Several pharmacology experts severely criticized the TGN1412 study and suggested MHRA should never have authorized it without specialists' advice. "In hindsight, this was a disaster waiting to happen once this target and mode of action had been chosen," commented clinical trials expert David Glover, former medical director of Cambridge Antibody Technology.

Approximately 20 MAbs are already in widespread clinical use, and several are blockbusters. But Glover points out that most MAbs have a neutralizing action, whereas TGN1412 is an agonist. The drug possibly triggers release of the powerful immunostimulant cytokine interleukin-2 (IL-2) when it binds to the T-cell receptor CD28. "That's a massive positive stimulus akin to putting your foot on the gas pedal," said Glover. "Neutralizing antibodies are an intrinsically safer approach, more like gently easing off the brakes."

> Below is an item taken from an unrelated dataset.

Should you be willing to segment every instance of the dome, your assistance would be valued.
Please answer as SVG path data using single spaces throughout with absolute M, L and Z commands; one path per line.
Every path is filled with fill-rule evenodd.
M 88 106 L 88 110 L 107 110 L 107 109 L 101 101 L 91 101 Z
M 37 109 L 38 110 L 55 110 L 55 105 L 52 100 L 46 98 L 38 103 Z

TGN1412 is the first CD28-targeted product to reach the clinic and is also believed to be the first immunostimulant agonist to be tested in man. Moreover, it is a "superagonist" that bypasses certain safeguards in the immune system and is therefore likelier to produced uncontrollable side effects. In addition, because of the immunological differences between species, "Companies should be very wary about apparently reassuring signals from animal data," said Glover.

Experts have also raised questions over the study protocol. Immunologist Gus Dalgleish of St. George's Hospital in London and Glover, as well as former British Biotech clinical research chief Andrew Millar, suggested that patients should have been injected one at a time, instead of only a few minutes apart. That was also the recommendation of an editorial in the April 15 issue of The Lancet, which added that the trial disaster indicates that in Britain, "urgent change is needed in the approval processes and regulation of Phase I trials of biological agents."

Other safeguards could have mitigated the disaster, according to Glover. These include microdosing; the use of antibody fragments as the test compound, rather than a whole immunoglobulin; and testing the drug first on patients instead of healthy volunteers.

As it waits for a final report on the incident, MHRA is taking interim steps. For now, any first-in-man trials of any MAb or other novel immune-targeting compound will not be allowed without additional expert advice.

Weblink: See the MHRA interim report and press release at www.mhra.gov.uk.